Un retrait sans accord signifiera du point de vue des droits de propriété industrielle que le Royaume-Uni se retrouvera dans la situation d’un Etat tiers à l’Union européenne et inversement pour l’Union européenne. Toute directive européenne régissant les droits de PI intégrée en droit national britannique le restera toutefois jusqu’à nouveau changement législatif national. De ce point de vue, il est à noter que les dispositions de la directive Marques de 2015 qui devaient être intégrées par les Etats Membres au 14 janvier 2019 l’ont été par le Royaume-Uni. Tous les règlements européens, d’effet direct, sont intégrés dans l’ordre normatif britannique par l’article 3 du European Union (Withdrawal) Act 2018, jusqu’à nouveau changement législatif national. En revanche, les directives et règlements européens futurs n’auront pas d’effet au Royaume-Uni. Par ailleurs, d’ores et déjà des projets de textes susceptibles de modifier le corpus de droit communautaire intégré au Royaume Uni, sont soumis au parlement britannique.

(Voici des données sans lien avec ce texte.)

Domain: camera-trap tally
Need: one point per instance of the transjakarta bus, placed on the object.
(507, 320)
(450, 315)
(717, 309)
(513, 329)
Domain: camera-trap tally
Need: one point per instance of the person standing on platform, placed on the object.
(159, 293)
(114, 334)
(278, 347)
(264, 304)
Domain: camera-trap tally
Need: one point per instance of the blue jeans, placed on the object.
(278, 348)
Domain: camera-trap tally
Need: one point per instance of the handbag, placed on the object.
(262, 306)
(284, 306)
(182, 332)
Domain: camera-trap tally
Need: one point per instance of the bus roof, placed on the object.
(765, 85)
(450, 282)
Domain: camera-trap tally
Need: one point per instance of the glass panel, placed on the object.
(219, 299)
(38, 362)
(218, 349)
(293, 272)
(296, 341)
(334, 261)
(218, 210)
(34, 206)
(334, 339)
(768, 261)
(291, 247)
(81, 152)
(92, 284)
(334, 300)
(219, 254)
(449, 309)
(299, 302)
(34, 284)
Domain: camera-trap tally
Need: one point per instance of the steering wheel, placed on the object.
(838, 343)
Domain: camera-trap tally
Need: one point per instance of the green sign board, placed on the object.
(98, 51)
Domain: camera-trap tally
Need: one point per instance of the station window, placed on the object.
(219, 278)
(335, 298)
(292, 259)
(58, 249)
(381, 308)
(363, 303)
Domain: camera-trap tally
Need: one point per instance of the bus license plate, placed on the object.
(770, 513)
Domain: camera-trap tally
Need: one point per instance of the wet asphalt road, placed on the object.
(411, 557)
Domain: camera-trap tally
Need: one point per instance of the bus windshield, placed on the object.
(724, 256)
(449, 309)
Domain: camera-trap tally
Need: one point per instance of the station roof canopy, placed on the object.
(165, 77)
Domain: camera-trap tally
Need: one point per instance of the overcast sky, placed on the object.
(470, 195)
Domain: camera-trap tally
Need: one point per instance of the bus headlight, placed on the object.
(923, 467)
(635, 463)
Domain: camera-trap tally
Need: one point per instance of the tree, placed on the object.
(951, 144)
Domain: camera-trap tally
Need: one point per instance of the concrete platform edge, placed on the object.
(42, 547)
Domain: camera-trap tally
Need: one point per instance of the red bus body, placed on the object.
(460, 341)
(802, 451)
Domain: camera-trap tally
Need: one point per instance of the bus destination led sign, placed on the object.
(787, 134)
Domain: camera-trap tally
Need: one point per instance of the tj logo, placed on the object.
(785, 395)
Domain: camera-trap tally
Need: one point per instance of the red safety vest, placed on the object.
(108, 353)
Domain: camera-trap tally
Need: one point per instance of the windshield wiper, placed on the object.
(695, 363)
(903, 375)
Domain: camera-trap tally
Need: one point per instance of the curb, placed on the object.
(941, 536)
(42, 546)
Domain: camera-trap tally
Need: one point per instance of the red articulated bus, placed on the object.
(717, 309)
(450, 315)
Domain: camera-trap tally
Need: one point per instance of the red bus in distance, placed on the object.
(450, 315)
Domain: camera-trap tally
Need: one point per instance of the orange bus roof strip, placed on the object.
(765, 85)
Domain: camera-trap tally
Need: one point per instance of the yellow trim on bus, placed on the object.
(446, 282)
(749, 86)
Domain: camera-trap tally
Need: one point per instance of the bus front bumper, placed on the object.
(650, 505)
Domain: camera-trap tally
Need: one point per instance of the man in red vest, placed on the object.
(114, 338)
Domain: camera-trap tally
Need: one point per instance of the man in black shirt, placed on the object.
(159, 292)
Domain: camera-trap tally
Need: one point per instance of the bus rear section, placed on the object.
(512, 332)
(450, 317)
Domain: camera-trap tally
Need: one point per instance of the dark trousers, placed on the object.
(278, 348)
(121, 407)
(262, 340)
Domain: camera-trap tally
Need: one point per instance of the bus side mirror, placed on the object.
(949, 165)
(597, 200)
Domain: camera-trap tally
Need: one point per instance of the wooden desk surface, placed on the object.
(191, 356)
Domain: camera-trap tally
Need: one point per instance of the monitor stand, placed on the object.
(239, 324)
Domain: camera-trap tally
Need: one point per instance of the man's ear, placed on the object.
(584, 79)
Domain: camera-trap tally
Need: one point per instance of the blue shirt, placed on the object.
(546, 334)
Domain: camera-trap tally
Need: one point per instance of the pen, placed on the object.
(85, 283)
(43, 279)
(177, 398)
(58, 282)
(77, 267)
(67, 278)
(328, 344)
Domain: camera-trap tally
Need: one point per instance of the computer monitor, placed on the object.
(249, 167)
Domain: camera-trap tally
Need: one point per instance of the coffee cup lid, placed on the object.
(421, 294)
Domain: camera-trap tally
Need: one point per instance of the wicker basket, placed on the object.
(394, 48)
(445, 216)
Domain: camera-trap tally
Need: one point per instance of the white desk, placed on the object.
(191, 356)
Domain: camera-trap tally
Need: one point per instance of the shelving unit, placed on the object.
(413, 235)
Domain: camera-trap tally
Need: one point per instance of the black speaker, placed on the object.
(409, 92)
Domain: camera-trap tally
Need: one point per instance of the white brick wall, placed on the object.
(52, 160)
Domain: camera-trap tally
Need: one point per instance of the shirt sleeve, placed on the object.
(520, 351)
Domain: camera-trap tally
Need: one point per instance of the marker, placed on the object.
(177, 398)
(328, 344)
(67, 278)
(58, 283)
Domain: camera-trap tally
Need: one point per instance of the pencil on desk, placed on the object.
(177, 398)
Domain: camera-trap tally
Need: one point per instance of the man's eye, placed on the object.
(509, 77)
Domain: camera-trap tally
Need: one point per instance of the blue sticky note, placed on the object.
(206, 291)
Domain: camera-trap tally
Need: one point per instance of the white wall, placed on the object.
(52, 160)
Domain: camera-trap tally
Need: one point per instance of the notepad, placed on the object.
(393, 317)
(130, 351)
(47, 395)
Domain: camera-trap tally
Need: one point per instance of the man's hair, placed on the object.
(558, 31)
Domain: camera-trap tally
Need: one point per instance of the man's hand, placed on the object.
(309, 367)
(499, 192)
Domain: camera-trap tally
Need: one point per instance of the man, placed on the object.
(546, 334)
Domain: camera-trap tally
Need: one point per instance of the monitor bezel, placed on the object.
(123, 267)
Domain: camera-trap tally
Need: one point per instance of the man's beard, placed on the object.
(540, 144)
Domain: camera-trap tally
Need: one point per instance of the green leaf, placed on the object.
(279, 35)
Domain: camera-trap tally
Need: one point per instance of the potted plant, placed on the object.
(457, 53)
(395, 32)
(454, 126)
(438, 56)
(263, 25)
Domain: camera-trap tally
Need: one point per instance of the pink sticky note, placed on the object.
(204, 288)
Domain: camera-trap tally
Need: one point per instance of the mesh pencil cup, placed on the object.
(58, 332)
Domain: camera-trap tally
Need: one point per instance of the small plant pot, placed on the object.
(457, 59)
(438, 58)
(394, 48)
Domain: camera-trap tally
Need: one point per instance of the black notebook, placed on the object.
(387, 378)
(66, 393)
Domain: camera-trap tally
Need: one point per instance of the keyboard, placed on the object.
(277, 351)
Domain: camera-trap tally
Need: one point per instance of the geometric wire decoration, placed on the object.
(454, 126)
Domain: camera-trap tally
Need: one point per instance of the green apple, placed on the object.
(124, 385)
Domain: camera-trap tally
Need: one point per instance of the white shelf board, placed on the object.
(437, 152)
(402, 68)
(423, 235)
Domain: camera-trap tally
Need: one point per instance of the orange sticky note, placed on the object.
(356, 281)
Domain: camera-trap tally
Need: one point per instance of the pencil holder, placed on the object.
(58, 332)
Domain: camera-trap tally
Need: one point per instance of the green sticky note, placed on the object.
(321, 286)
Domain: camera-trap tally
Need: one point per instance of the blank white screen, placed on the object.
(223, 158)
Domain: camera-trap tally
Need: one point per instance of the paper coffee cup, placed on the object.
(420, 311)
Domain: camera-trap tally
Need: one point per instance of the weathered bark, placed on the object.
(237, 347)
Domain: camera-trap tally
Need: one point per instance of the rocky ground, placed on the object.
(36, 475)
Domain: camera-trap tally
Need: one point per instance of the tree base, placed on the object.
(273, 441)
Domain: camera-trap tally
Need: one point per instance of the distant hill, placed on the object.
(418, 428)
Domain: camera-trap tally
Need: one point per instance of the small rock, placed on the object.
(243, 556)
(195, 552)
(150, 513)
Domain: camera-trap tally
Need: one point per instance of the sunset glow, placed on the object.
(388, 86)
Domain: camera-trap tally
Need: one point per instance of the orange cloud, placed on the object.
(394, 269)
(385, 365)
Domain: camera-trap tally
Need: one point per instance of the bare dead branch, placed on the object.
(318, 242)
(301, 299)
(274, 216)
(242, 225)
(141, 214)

Le Brexit sans accord avec les instances européennes impacte les droits européens de marque, de modèle, les CCP, obtentions végétales, les noms de domaine, droit d’auteur et droits voisins, le règlement sur les douanes 608/2013, ainsi que le projet très avancé relatif au brevet unitaire et à la juridiction unitaire qui l’accompagne.
Un certain nombre de documents anticipant la sortie du Royaume Uni sans accord, ont d’ores et déjà été publiés, sachant qu’il ne s’agit à ce jour que d’un nombre restreint de textes. On peut en déduire les principes qui suivent.
A compter du 30 mars 2019, en cas de « no-deal Brexit », qu’il s’agisse d’une marque ou d’un modèle,
- toute nouvelle demande pour l’obtention d’un droit au Royaume-Uni devra être déposée nationalement et sera examinée selon les dispositions de la loi britannique en vigueur.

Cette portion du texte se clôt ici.